On Saturday I visited Alexandria, which is 12 miles from here, with two members of Co. F. This is a dirty city, and contains but little of interest. Of course we went to Marshall House, and as proof of our fortitude, we came away without writing our names on the wall. There are no stairs where Ellsworth was shot, three successive flights of steps having been taken away by relic hunters.

Lieut. Davis of Co. F. is a favorite with members of his company, and last evening they presented him with elegant field glasses. The presentation took place just after supper in the street between the tents. Private Gleason presented the glasses on behalf of the company in a brief an appropriate speech. Lieut. Davis seemed surprised and gratified at this token of the esteem of the men, and in accepting it, briefly addressed them. The band of the regiment added much to the occasion by the music with which they favored the company. The incident speaks well for the feelings which exist between this officer and the privates.

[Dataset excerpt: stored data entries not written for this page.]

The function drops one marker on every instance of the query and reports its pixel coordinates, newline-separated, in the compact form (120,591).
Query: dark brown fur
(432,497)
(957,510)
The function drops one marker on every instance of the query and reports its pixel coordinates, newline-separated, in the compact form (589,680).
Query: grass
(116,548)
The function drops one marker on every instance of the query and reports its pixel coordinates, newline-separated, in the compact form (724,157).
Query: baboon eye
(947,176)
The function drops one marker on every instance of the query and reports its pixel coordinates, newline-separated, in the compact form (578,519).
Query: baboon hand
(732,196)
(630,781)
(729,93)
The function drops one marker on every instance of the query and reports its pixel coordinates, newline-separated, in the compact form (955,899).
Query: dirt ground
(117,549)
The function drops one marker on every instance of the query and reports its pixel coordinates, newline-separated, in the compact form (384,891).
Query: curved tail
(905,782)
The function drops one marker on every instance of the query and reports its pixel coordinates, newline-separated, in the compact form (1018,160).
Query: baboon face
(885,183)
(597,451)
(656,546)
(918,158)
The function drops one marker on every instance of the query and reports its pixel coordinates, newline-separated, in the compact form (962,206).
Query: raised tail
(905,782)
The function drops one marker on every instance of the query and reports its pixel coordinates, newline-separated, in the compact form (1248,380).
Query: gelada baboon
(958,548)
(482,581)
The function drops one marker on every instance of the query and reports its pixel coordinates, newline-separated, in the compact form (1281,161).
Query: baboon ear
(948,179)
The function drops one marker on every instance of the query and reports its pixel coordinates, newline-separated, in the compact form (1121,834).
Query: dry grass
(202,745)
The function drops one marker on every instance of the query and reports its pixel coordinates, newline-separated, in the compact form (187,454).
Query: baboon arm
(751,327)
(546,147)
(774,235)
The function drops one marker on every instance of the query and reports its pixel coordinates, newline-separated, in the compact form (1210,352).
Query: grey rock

Today has been very different from Woburn Sundays. At early dawn the bugle called out the men to roll call. After breakfast there was a general inspection, and the men were dismissed until half past one, when the Chaplain held service at the flagstaff. He preached from the text, "As the Lord liveth, there is but one step between me and death". He gave a very good sermon, drawing his illustration from the sudden death of yesterday. In the evening, there was a prayer meeting in the Chaplain's tent. There was a large attendance, and the exercises were very interesting.

After dress parade this afternoon, Major J. P. Gould,of Stoneham, and Mr. G. R. gage, of Woburn, came into camp and were heartily welcomed by members of Co. F. Mr. G. was on his way to the Lower Potomac, to procure the remains of his nephew, who recently died there. He carried home with him several messages to distant friends.

I saw a secesh today. Lieut. Symonds, of Co. D. while on picket last Thursday arrested a young man who told a pitiful story, which at first seemed reasonable, and the boy came near getting through to Washington. But he soon told another story, and shortly after a different one, and after being more closely examined he is thought to be a spy, and will be treated accordingly. If he is a "specimen brick", I wouldn't give much for the pile.

Bedtime is called "taps", because when teh drum beats out the call, all lights must be put out. It is past taps, though not late, as teh men have to turn in at half past eight, but as taps does not apply to officers' quarters I have taken advantage of the light of capt. Thompson's candle to finish my letter. My first Sunday in camp has not be devoid of interest, but it would be folly to wish that the rest may be as pleasant. Winter is coming, with cloudy skies and boisterous weather, and then our endurance will be tried. I will try and give the readers of the Budget a weekly picture of our life here, and shall endeavor to make use of as many warm colors as the subject will allow.